I am using HaplotypeCaller for calling the variants for 120 gene based target sequence. For gene PMS2, there is a variant with coverage 21 (in that position) Allele fraction of the alternate allele is 5 reads ( 24%). The mapping quality of the reads are mostly 0 , I geuss because of the very similar pseudogene PMS2CL (mapping done with hg19 using BWA-MEM). This variant is not getting called by haplotypecaller, but is actually a true variant (found with sanger sequencing). I compared the BAM file with bamout file, both are similar. I also tried mapping the sequence with custom reference sequence (target region based). when I used that bam file for variant calling, It called that specific variant (though it also increased the coverage depth and increased the number of variants many fold, which are false positives).
I wonder what can be the possible explanation to this. what is the cutoff criteria, which haplotypecaller is using in this case? why the variant is not getting called at first place?

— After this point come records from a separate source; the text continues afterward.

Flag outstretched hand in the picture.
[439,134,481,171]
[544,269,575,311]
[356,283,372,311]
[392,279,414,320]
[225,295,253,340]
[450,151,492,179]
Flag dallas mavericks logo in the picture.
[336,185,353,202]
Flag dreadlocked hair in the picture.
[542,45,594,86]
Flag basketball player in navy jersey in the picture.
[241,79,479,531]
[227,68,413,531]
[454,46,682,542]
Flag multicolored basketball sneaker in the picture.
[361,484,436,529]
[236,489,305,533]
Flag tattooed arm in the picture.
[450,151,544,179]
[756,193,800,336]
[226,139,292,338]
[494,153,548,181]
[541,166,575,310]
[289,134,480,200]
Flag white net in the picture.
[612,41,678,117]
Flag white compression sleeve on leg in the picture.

Here is the link to screenshot of a PMS2 variant with coverage 21 (also atached as file) https://drive.google.com/file/d/0Bwibh75M75p_bGJrNlpyRTVSNHVZRDMzUFB0UDFOV2gyM2Rj/view?usp=sharing
I'm not seeing 21 reads in that screen shot - however, the reason is most likely due to "The mapping quality of the reads are mostly 0". These reads are probably filtered out before they are used for SNP calling because we cannot be confident about what they are telling us.
I don't know what else to say. If you want to call SNPs, you're going to need more high-quality data - or even better, more individuals known to have the same interesting genotype. Good luck! :)
http://gatkforums.broadinstitute.org/gatk/discussion/3131/determination-of-heterozygous-and-homozygous-calls
Im sorry, I don't understand - what did you want me to read here?